What to Learn from Tinubu’s Political Playbook: Say what you will about Asiwaju Bola Ahmed Tinubu, love him or loathe him but when it comes to political mastery, he is one of the most strategic minds Nigeria has ever seen. His rise wasn’t accidental. It was engineered. Carefully, deliberately, and decades in the making. And for anyone serious about leadership, influence, or systemic change, there are critical lessons to learn from how Tinubu plays the game.
- He Made Men Before He Made Moves
Tinubu didn’t just build a network, he built a political dynasty. He identified talent early, invested in them, empowered them, and strategically positioned them where they could eventually become useful to him. Fashola, Osinbajo, Ambode, Sanwo-Olu, Fayemi, Aregbesola, and countless others passed through his orbit.
He put them in rooms they couldn’t have entered alone. He funded campaigns, offered political cover, and gave them visibility but always in a way that kept him central to their rise. Loyalty wasn’t demanded, it was built through patronage, mentorship, and opportunity.
- He Played the Long Game
While others focused on short-term wins, Tinubu was always thinking in decades.
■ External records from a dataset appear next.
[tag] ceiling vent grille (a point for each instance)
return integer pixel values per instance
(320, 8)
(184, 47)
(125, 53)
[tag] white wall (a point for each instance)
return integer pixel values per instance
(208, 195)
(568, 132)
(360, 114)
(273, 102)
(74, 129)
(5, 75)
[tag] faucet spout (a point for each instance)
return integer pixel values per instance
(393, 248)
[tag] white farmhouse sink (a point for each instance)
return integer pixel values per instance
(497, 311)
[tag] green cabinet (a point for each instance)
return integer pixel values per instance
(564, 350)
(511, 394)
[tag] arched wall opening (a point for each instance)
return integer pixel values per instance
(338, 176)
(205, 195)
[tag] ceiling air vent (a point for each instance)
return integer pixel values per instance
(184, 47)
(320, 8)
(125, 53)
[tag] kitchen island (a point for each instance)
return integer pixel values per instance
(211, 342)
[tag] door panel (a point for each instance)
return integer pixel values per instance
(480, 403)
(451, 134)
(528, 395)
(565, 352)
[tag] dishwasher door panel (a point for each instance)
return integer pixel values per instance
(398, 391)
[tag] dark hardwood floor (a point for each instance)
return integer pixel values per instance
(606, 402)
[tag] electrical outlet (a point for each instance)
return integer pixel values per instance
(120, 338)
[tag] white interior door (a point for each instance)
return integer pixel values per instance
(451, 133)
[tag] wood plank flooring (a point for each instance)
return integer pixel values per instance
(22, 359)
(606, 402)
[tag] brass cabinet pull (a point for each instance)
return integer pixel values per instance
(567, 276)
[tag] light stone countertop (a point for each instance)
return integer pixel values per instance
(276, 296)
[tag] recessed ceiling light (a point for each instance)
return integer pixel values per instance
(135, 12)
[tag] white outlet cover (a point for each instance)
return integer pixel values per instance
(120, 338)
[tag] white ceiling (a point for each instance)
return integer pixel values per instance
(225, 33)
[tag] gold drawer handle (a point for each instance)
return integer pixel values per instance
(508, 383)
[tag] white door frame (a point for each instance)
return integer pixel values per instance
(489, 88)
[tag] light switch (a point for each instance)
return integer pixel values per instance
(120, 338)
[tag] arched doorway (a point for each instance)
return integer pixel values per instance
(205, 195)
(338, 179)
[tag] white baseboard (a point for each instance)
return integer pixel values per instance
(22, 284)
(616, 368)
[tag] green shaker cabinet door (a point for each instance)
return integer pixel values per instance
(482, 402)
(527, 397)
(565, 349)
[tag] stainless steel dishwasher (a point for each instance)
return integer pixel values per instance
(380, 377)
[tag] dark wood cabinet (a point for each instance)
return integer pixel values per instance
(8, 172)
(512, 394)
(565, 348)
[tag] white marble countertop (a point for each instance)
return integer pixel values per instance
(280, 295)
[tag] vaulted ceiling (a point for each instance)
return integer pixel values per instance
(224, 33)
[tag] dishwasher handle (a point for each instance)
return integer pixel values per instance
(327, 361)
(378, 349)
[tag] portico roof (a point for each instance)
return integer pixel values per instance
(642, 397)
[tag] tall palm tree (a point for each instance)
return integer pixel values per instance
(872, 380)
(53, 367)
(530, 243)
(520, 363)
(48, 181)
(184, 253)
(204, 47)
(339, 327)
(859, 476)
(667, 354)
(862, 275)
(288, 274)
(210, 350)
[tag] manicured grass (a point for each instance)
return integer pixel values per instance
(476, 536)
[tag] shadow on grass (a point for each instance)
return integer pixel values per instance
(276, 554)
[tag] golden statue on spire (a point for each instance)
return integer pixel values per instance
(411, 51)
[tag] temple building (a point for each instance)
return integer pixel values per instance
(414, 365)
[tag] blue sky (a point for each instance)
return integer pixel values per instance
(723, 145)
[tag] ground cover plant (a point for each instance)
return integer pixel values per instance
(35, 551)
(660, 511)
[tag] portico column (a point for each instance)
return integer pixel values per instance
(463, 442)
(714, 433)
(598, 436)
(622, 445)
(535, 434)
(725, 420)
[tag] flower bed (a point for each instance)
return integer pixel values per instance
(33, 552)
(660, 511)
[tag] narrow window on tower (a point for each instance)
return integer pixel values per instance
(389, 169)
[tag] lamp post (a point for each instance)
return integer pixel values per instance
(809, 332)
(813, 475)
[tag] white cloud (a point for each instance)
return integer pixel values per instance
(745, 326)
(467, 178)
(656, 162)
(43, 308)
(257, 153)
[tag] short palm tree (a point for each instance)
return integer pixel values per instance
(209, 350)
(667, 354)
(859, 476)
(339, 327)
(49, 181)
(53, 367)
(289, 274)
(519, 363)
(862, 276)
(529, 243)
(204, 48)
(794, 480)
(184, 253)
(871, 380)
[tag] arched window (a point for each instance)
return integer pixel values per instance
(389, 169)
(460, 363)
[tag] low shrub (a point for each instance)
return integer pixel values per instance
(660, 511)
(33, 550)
After leaving office as Lagos governor in 2007, he didn’t vanish. Instead, he consolidated his influence first over Lagos, then the South-West, then the opposition at large.
He built coalitions, brokered deals, and did the unthinkable, merged disparate parties to form the APC, a platform that would eventually unseat a sitting president. That move alone was historic.
- He Funded the Machinery
Tinubu understood that ideas without structure are dead on arrival. Politics requires money, not just for campaigns, but for organizing, mobilizing, and sustaining loyalty. He sponsored elections, built grassroots support, and controlled key structures across states.
He didn’t just win elections, he owned the platforms through which they were won. While others were begging parties for tickets, Tinubu was handpicking flagbearers.
- He Made a President Before Becoming One
Perhaps the boldest part of Tinubu’s political genius is that he made a president (Buhari) before he became one himself. He knew Nigeria wasn’t ready to hand the presidency to a Southern Muslim yet. So he backed Buhari, a Northern Muslim with grassroots northern support and made himself indispensable in the process.
He delivered the South-West. He protected Buhari’s campaign. He negotiated the merger. And when the time came, he cashed in. That is leverage.
The Lesson:
Tinubu teaches us that politics isn’t about charisma alone, it’s about structure, loyalty, investment, and timing.
You don’t win by being only the loudest. You win by building people, placing them strategically, and making yourself the center of the web not through control, but through value.
Many idealists want to jump into politics and “change the system,” from the top but they haven’t groomed anyone, funded anything, or built a pipeline. Tinubu did all three consistently.
If you want real power, don’t just seek influence build it. Groom it. Sponsor it. Protect it. Then one day, when the time is right, it will turn around and crown you.
Because power doesn’t just go to the most deserving, it goes to the most prepared. And on that front, Tinubu was always 10 steps ahead.